We have set up basic networking between the machines, and
Mom must be able to ping Dick and Jane by name. Note that Mom
does not need to be ping-able by Dick and Jane. Our backup
server may be more secure if it is firewalled to ignore incoming
traffic. However, all machines must have running sshd daemons,
even if firewall rules permit only Mom to ssh to herself.
Why does Mom ssh to herself? Rsync is designed to copy between
networked machines and uses ssh/sshd for everything. Although
a special case could be created for copying between partitions
on the same machine, the bottleneck is usually disk speed. The
overhead of ssh/sshd is small by comparison.
Preparing ssh
Setting up ssh and sshd is beyond the scope of this article.

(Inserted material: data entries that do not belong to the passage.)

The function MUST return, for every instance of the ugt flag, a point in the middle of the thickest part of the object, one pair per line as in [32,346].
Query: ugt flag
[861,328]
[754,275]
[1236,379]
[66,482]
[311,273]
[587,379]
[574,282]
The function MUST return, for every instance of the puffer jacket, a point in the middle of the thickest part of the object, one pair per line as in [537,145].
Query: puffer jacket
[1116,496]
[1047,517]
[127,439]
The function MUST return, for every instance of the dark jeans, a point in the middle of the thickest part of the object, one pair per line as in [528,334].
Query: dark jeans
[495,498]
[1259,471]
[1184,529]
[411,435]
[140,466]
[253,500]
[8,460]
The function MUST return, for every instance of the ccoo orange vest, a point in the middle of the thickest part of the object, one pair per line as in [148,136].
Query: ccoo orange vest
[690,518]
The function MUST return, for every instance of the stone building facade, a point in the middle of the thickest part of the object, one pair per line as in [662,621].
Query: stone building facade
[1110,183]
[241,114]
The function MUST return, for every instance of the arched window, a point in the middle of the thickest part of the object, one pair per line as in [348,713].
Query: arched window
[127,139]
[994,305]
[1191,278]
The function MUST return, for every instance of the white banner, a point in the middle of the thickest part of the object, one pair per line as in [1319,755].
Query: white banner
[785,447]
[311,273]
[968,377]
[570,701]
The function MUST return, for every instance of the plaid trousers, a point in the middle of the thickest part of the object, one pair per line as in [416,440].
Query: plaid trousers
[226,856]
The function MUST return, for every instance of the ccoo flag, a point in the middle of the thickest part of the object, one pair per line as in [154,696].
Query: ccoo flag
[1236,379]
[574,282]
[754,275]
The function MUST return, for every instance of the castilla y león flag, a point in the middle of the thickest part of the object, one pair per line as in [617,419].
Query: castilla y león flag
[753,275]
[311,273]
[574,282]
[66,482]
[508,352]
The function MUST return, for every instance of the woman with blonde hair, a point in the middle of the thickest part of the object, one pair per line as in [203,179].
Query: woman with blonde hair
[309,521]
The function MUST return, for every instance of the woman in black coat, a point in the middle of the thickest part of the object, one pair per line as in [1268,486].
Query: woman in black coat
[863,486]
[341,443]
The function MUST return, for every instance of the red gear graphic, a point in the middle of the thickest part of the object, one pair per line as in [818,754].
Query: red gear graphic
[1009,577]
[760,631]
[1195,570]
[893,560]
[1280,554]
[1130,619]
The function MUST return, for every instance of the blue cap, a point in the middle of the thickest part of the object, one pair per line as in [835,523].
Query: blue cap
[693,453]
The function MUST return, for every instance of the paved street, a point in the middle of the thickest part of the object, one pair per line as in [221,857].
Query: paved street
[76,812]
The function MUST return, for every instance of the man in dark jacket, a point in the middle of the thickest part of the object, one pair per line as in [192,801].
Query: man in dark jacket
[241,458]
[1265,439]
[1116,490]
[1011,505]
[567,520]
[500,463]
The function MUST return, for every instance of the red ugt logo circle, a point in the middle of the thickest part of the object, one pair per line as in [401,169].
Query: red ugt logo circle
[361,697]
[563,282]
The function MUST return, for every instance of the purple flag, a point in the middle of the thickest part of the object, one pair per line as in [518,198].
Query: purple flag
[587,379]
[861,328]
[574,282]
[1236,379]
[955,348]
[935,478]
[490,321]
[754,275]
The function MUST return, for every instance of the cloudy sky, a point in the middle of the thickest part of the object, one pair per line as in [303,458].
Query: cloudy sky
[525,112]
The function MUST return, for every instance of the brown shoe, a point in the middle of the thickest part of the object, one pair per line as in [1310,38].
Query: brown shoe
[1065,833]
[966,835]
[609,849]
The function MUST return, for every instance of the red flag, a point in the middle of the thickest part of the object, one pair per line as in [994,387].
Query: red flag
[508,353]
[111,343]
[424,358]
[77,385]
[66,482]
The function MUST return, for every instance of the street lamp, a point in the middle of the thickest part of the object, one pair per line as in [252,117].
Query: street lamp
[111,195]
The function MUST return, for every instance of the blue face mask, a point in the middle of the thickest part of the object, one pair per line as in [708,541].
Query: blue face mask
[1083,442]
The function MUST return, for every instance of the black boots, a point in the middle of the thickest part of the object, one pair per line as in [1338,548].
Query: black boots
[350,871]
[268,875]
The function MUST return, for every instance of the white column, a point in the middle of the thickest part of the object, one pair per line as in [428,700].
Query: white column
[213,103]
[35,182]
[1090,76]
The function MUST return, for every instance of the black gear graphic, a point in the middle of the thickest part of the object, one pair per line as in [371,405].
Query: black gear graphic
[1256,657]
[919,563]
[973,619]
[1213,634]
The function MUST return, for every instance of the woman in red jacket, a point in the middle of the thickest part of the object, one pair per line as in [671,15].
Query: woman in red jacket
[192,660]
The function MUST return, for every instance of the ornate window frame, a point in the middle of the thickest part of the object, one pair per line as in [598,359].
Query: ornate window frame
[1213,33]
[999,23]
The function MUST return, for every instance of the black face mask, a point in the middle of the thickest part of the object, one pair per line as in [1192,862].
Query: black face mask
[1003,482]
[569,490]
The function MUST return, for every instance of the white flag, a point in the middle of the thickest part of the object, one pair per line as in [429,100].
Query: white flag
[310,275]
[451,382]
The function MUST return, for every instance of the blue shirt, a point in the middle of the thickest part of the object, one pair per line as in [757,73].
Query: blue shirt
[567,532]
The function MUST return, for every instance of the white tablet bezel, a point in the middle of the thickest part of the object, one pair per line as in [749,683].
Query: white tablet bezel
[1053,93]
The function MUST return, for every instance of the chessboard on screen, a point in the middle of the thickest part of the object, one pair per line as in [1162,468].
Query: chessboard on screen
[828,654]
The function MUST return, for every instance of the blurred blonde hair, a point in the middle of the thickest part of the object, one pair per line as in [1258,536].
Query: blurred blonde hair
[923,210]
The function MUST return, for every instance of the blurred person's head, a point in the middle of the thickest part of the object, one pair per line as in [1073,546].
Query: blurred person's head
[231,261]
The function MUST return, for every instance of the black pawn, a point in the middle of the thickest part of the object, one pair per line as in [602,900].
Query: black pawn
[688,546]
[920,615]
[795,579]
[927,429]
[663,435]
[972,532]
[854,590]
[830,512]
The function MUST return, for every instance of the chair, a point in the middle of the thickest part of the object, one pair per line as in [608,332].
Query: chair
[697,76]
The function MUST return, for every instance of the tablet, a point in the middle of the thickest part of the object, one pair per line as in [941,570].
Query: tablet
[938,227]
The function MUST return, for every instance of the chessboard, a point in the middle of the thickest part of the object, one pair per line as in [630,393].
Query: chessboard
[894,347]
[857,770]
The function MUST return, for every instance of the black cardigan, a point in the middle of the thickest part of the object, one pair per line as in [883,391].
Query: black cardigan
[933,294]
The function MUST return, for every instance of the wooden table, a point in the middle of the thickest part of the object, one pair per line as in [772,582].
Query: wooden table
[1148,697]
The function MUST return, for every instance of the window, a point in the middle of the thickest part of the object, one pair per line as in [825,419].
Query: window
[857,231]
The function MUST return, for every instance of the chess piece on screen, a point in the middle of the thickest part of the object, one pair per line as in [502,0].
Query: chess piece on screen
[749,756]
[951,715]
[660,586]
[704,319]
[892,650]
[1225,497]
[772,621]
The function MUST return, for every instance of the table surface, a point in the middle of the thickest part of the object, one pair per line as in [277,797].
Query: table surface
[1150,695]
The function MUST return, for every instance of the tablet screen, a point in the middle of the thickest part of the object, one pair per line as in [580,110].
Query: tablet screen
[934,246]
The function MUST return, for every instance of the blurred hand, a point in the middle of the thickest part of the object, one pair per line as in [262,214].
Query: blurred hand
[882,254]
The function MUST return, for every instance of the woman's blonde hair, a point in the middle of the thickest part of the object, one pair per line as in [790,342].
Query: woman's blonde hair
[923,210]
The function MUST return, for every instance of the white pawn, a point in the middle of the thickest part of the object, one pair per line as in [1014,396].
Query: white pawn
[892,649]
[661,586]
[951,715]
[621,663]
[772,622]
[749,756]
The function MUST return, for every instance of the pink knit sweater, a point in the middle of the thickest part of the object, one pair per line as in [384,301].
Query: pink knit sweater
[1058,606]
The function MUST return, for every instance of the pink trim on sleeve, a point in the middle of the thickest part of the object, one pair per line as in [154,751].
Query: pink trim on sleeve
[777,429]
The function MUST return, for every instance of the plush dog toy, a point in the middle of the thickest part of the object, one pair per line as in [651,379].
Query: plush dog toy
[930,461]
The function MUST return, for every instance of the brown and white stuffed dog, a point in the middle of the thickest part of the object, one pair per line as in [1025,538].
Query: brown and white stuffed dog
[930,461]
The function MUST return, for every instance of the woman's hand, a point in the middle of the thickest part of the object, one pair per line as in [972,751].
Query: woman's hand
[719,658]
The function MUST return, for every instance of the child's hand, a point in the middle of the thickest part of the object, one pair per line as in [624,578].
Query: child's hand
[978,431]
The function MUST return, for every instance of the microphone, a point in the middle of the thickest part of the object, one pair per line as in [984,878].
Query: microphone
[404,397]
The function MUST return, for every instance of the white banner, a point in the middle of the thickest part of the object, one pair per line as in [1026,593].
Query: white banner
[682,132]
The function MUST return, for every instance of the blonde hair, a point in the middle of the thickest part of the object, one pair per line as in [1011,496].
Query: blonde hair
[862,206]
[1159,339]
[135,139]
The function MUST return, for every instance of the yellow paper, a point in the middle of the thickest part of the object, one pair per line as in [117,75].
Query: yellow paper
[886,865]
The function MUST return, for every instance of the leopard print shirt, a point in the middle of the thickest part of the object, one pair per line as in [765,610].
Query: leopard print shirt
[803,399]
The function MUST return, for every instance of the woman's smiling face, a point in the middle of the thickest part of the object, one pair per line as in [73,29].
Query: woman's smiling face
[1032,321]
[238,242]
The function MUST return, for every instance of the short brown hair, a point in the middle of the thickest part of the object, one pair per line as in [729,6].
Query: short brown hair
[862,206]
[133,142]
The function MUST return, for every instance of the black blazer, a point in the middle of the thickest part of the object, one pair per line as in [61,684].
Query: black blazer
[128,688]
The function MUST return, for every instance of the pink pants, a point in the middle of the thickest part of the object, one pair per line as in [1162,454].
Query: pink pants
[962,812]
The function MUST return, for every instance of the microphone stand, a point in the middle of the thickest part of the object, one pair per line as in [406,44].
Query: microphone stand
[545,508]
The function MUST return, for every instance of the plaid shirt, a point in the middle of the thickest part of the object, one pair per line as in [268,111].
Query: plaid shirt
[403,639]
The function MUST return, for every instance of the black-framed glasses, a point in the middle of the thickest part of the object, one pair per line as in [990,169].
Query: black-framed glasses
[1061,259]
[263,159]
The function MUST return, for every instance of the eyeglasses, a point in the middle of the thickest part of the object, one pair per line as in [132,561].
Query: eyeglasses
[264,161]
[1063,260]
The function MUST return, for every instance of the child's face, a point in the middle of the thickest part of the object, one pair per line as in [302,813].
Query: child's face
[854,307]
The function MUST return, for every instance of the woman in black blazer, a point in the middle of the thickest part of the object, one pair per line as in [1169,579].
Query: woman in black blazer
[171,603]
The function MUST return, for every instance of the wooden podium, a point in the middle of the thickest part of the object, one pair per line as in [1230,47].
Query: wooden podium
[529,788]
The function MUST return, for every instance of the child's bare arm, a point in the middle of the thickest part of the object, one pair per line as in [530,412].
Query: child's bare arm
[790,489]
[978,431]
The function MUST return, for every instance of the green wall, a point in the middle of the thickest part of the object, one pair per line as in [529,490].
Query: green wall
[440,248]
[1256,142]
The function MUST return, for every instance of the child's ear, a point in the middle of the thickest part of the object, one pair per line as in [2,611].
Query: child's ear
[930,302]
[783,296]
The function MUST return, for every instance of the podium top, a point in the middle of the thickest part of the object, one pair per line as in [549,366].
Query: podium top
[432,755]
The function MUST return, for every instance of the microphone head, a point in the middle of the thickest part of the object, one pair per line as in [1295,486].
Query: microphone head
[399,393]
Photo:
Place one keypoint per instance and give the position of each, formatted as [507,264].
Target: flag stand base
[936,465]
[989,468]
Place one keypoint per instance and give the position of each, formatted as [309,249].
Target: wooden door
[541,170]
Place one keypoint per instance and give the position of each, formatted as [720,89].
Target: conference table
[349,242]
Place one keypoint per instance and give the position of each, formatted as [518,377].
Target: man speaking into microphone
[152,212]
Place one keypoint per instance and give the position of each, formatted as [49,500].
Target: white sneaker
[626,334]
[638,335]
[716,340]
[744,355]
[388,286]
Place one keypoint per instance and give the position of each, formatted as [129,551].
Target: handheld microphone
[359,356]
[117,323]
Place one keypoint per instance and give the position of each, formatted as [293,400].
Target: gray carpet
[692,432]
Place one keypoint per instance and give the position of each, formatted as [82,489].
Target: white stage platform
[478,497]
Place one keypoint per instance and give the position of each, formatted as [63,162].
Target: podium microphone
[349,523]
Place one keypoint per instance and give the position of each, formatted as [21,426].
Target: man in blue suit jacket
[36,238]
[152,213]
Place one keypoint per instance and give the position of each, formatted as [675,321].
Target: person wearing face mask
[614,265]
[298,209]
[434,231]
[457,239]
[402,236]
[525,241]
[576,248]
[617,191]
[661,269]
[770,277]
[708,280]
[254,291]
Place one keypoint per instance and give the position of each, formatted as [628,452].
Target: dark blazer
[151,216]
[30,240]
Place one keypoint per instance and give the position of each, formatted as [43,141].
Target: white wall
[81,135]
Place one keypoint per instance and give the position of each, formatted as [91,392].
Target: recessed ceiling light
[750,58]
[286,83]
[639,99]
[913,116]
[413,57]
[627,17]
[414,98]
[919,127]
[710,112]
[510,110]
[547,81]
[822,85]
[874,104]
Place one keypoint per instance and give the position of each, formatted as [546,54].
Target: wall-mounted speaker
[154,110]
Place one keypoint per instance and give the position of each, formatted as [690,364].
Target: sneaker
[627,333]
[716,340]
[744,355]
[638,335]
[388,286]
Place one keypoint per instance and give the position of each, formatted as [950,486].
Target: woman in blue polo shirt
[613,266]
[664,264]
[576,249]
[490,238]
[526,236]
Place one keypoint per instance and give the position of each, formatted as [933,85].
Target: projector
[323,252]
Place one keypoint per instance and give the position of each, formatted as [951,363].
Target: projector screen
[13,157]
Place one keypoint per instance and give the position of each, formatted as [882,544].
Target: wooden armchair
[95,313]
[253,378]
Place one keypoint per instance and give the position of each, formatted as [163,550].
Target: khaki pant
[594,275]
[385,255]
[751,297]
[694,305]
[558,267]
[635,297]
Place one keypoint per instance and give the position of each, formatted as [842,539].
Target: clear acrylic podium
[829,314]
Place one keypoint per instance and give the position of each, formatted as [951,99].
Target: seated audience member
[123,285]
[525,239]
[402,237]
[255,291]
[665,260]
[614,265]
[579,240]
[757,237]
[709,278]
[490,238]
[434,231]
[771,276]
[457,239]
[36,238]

For key-authenticated (no password) ssh to work, there must
be copies of the host keys for Mom, Jane, and Dick in the /root/.ssh/known_hosts
file on Mom. These are created the first time you do an ssh
from Mom to Jane and Dick. No-password authentication is more
difficult; there must be a copy of Mom's root key on Mom, Jane
and Dick in /root/.ssh/authorized_keys2. The original key is
in Mom's file /root/.ssh/id_rsa.pub or /root/.ssh/id_dsa.pub,
generated by the ssh-keygen command.
When ssh and sshd are set up correctly, you should be able
to ssh from Mom into any machine (including Mom) without supplying
a password.
Preparing Perl
Most distros include Perl and install it as part of the base
system. Dirvish is a collection of Perl scripts, and we will
use the CPAN archive to download needed modules to the local
Perl library:
root@mom# perl -MCPAN -e shell
cpan> install POSIX
cpan> install Getopt::Long
cpan> install Time::ParseDate
cpan> install Time::Period
cpan> quit
(much verbiage omitted)
Any or all of these modules may already be installed in our Perl
libraries. If so, we will be informed, and the CPAN install will
continue. We now have all the Perl modules needed need to operate
dirvish.
Installing and Configuring Dirvish
Download the gzipped tar file for dirvish itself, from the
dirvish site:
http://www.dirvish.org/
Put it into /tmp. This article assumes dirvish version 1.2, but
later versions will be back-compatible. Untar the tar file into
/usr/local/lib, then install it:
root@mom# cd /usr/local/lib
root@mom# tar -zxvf /tmp/dirvish_1.2.orig.tar.gz
root@mom# cd Dirvish-1.2
root@mom# sh install.sh
perl to use (/usr/bin/perl)
What installation prefix should be used? () /usr/local
Directory to install executables? (/usr/local/sbin)
Directory to install MANPAGES? (/usr/local/man)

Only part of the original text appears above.